Ms. Ambika Sewaniya

Designation: Teaching Assistant


Academic Area: B.E in Computer Science, M.Tech in Computer Science (Image Processing), Pursing Ph.D in Deep Learning Healthcare Informatics & Medical Data Analytics, AI in Healthcare (Medical Imaging, Predictive Models, Decision Support)

Brief Profile:

I am working as an Teaching Assistant at Adani University in Computer Science Department. With a robust academic foundation in Computer Science (B.Tech, M.Tech), I am currently pursuing a Ph.D. in applying Deep Learning techniques to Healthcare domains, particularly in medical image analysis, predictive healthcare analytics, and AI-driven clinical decision support systems.
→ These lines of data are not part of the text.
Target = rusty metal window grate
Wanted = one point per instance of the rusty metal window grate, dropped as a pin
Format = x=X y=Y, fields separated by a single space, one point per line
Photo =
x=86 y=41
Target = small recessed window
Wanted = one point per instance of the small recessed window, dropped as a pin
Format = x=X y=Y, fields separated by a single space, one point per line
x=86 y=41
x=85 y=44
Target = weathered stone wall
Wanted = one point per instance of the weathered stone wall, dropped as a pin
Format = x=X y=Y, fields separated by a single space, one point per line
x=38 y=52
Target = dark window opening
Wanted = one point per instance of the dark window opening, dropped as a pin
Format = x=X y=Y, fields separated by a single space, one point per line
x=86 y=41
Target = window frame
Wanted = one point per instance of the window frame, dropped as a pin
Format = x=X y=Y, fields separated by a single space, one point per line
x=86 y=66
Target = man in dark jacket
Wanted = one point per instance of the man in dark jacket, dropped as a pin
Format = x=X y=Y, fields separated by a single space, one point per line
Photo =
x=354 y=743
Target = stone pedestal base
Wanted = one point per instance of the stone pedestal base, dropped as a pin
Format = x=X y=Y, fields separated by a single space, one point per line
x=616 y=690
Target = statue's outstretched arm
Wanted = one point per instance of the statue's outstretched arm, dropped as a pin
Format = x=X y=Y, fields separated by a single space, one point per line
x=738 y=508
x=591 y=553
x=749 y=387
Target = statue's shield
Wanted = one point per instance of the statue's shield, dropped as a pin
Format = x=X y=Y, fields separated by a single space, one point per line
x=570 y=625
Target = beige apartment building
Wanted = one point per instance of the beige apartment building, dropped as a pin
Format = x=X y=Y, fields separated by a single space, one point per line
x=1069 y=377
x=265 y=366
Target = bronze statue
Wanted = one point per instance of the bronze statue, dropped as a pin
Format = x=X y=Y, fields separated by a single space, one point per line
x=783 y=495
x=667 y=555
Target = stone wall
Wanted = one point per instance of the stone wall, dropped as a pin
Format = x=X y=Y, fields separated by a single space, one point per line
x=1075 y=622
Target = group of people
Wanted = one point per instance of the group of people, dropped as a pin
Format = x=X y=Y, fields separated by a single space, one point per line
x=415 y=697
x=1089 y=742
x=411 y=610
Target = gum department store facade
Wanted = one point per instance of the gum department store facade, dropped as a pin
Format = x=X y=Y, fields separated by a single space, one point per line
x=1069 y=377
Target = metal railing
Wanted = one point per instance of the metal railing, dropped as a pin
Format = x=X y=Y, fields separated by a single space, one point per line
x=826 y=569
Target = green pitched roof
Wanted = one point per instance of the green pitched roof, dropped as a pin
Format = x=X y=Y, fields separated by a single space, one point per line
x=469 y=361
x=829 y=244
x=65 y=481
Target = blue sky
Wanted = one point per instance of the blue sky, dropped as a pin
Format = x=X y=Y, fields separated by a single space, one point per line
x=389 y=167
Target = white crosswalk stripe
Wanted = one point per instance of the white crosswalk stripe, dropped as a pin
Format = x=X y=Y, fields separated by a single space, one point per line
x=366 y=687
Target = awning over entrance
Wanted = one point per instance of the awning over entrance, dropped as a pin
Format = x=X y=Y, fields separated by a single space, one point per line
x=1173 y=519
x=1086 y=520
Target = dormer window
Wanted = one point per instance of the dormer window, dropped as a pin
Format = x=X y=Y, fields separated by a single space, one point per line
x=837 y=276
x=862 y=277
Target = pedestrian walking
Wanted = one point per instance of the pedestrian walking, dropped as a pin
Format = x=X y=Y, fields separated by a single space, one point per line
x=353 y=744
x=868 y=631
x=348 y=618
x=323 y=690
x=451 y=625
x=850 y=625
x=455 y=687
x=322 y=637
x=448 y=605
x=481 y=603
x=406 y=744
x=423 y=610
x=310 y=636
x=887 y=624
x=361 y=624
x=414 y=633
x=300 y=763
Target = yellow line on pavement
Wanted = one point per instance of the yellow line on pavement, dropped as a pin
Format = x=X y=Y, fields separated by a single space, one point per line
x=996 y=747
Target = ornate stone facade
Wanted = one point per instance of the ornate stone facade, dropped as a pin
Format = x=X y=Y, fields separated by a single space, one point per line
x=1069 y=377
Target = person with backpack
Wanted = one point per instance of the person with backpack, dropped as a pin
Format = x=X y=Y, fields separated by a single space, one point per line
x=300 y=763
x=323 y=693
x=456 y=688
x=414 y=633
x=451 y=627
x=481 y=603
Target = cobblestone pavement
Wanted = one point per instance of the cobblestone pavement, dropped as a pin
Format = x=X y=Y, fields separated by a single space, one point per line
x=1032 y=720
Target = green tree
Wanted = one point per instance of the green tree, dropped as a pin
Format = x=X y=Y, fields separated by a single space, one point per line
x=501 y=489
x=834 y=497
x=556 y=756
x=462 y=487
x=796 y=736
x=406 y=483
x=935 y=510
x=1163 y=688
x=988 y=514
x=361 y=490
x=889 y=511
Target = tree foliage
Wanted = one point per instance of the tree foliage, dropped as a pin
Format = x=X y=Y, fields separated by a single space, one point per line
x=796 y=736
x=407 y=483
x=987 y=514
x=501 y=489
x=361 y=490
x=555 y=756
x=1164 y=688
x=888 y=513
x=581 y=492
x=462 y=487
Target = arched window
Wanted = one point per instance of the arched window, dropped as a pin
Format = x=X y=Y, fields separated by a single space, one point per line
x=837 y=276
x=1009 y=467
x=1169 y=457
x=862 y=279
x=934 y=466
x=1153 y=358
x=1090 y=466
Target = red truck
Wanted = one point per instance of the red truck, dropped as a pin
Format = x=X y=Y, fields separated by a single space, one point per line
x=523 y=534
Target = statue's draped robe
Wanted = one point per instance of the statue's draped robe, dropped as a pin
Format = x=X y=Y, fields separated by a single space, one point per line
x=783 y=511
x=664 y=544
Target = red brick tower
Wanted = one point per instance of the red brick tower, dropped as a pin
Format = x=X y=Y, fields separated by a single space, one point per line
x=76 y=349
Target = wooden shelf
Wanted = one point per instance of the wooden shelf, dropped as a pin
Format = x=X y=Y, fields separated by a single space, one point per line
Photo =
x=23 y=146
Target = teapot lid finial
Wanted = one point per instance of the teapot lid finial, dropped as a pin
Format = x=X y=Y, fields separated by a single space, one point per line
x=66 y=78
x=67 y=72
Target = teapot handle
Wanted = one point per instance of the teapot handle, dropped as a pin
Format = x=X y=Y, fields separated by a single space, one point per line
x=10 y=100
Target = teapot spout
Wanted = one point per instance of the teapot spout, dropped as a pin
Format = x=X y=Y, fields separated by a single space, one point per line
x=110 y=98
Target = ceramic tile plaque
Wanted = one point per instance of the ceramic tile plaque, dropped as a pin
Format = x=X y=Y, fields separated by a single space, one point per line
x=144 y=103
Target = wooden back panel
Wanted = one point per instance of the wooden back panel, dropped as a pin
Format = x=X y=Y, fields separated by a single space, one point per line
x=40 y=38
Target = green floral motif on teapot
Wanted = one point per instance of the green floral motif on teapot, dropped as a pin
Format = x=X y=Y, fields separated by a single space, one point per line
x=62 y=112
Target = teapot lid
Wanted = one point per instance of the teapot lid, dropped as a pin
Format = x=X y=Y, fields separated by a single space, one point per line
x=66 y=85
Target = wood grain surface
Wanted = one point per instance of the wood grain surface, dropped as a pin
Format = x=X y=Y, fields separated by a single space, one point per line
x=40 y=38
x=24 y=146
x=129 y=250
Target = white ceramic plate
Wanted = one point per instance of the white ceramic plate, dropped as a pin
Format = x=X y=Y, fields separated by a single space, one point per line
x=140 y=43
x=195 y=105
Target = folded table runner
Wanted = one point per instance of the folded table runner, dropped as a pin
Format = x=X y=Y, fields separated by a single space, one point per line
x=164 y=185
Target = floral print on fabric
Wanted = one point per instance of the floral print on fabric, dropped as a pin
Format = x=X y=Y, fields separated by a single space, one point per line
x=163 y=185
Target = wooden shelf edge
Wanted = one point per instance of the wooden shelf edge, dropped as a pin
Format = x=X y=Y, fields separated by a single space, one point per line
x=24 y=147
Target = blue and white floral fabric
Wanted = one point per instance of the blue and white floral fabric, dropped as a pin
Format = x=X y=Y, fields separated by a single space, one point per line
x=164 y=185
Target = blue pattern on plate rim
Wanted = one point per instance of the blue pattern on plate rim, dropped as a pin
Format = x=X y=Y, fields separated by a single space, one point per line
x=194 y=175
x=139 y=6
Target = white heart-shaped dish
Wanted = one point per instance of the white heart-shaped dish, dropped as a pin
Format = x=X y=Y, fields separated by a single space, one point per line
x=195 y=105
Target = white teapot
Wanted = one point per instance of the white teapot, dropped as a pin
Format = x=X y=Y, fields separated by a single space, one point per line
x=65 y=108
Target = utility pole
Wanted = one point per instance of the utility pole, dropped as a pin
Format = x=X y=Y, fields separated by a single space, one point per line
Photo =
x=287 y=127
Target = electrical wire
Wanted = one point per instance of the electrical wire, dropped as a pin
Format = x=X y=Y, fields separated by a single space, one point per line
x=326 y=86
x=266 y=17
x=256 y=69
Before joining Adani University, I held an esteemed position as an Assistant Professor at LJ University, where I contributed significantly to both technical education and the development of academic curricula in computer science and engineering. In addition to teaching, I have been deeply involved in multiple National Board of Accreditation (NBA) and National Assessment and Accreditation Council (NAAC) committees, contributing expertise to improve institutional quality standards and accreditation processes.

I also led and coordinated interdisciplinary technical fests and cultural events at the university level, fostering a culture of innovation and collaboration among students. This experience further honed leadership skills while promoting an active learning environment that merged technical excellence with creativity.


  • B.E in Computer Science
  • M.Tech in Computer Science (Image Processing)
  • and Pursing Phd in Deep Learning techniques to Healthcare domains, particularly in medical image analysis, predictive healthcare analytics.

  • 4.5 Years as Assistant Professor

  • Having NCC Certificate and awarded as NBA coordinator

  • Prediction of Heart Stroke Using Deep Learning Techniques: My current research focuses on the application of deep learning techniques to healthcare challenges, including early disease detection, personalized treatment plans, and improving healthcare outcomes through AI-driven systems. With an emphasis on analyzing large-scale medical data, the research also explores the integration of AI technologies into clinical practice to improve decision-making processes and patient care.

  • AI & Machine Learning for Healthcare (Predictive models, diagnostics, decision support)
  • Medical Imaging & Deep Learning Solutions (Image classification, anomaly detection)
  • Healthcare Data Analytics & Informatics (Patient data analysis, personalized medicine)

  • Attended various FDPS ON MOOCS, NPTEL, Flutter and Figma at University Level.